I can't believe we are almost to the single digits. 11 more days until I set out on my 26.2 mile run. What is incredibly crazy about this is when I started training for my 1/2 in May, I wasn't sure I'd be able to do it. I've had self doubt for years about what my body is capable of doing. 13.1 miles? No way. 26.2 miles? NEVER.
It's now almost November which means I've been training for 6 months. 6 months of waking up at 4:30 a.m. on a Saturday morning to go run. 6 months of making sure I drink enough water and that I eat for fuel on Friday. 6 months of questioning my decision to do this and 6 months of feeling empowered.
Sometimes I really do wonder why the heck I decided to do this. 26.2 miles isn't THAT far...right? When I ran 20 a few weekends ago, reality really hit. I still had another hour of running to get to 26.2. That's perspective. We started off on one side of Nashville, ended up on a completely different side, and still had to turn around and do it all over.
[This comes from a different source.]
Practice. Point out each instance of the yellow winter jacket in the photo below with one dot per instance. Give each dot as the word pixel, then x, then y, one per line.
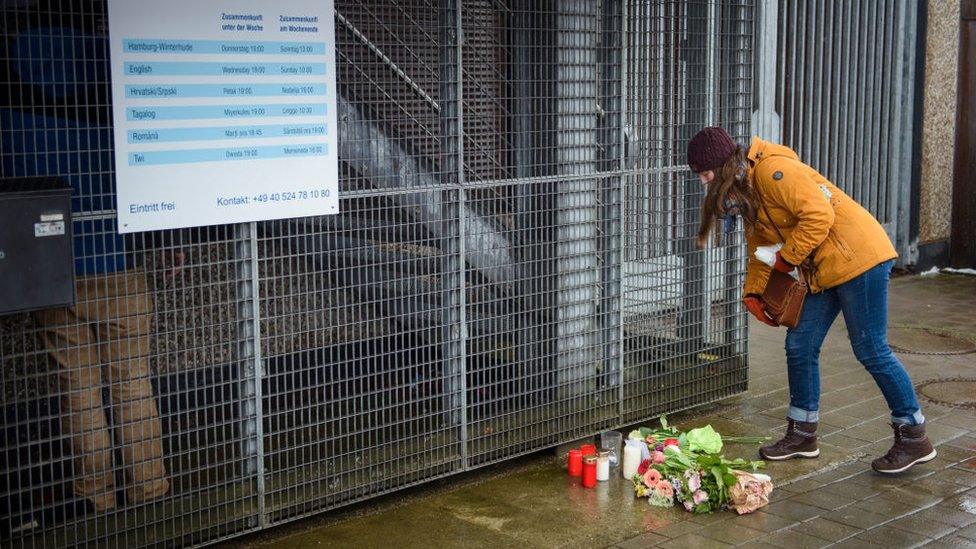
pixel 815 217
No matter how many miles I set out to do in a particular day, it's a victory when I finish. When I'm running 10 miles, I think how back in June, I ran 10 for the first time ever and it was the biggest triumph of all. I still feel like a champion when I run 3 miles. Because at one point, three miles was hard.
With all of that being said, my current hurdle is my knee. I've been nervous about the marathon since day 1 but it was never really a physical thing, more a mental thing. Now, it's becoming physical which makes it more out of my control. My knee has been killing me since running Percy Warner Hills a few weeks ago. I've been foam rolling and stretching but I think the biggest thing for me to do is rest, which is not ideal. Last weekend when I ran 10, my knee barely held up and I feel like it's just getting worse by the day.
So I'll be praying a lot, foam rolling, stretching, and hopefully jogging some in the next two weeks.